While the Spartans trudged out of the stadium, the
Wildcats sprinted toward a corner of the end zone near the exit tunnel to celebrate with their purple-clad fans.
“We’ve been kicking ass the last two years,” said kicker Dan Conroy. “But there’s ups and downs. Any team that came in and beat us has the right to celebrate with their fans.”
Tailback Le’Veon Bell said, “They deserved it. They came up with the plays and we didn’t. We could easily be a 10-1 football team, but we came up short.”
Cornerback Darqueze Dennard echoed Bell’s thoughts, saying, “We’re just a couple plays away from being 10-1. I don’t know; it’s crazy.”

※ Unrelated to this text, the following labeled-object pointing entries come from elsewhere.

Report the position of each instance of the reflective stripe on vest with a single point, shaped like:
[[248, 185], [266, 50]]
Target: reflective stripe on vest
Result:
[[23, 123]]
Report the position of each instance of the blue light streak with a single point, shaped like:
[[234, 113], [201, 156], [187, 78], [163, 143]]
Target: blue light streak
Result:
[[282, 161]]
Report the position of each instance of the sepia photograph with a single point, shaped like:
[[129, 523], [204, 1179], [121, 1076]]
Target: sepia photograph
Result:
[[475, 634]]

They have lost five times by four or fewer points. But, like they say, close only counts in horseshoes and hand grenades.
You are what you are.
“Obviously, we’re 5-6,” said Bell. “That means something. A play here, a play there is the difference. And you never know where those plays are. That’s why you’ve got to play every play like it’s your last.”
Which brings us to the question on everybody’s mind: Was it the last game for Bell, Gholston and tight end Dion Sims? The three talented juniors all figure to go in the second through fourth rounds of the NFL draft should they elect to skip their senior seasons.

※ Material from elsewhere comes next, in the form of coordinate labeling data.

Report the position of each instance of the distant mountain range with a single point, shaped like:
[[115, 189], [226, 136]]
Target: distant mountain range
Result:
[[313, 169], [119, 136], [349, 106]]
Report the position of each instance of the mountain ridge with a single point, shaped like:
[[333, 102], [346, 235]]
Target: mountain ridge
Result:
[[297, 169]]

If it was their home finale, they left it all on the field with strong individual efforts.
Bell, the conference’s leading rusher headed into Saturday’s games, banged his way to 133 yards and ran his season’s total to 1,382.
Sims had five catches for 102 yards and regularly carried a Wildcat or two or three for extra yards.
Gholston had six tackles, batted down a third-down pass and combined with middle linebacker Max Bullough to sack quarterback Kain Colter for a safety.
When asked about the possibility that the 23-20 loss had been his final Spartan Stadium appearance, Gholston shook his head and looked down.
“That’s a selfish question to ask,” he said.
Then he excused himself, choosing to exit stage right rather than say something he probably would regret.
This season has not been about riding white horses off into sunsets. It has been about constant frustration and losing all the things that matter most, including the keys to your house.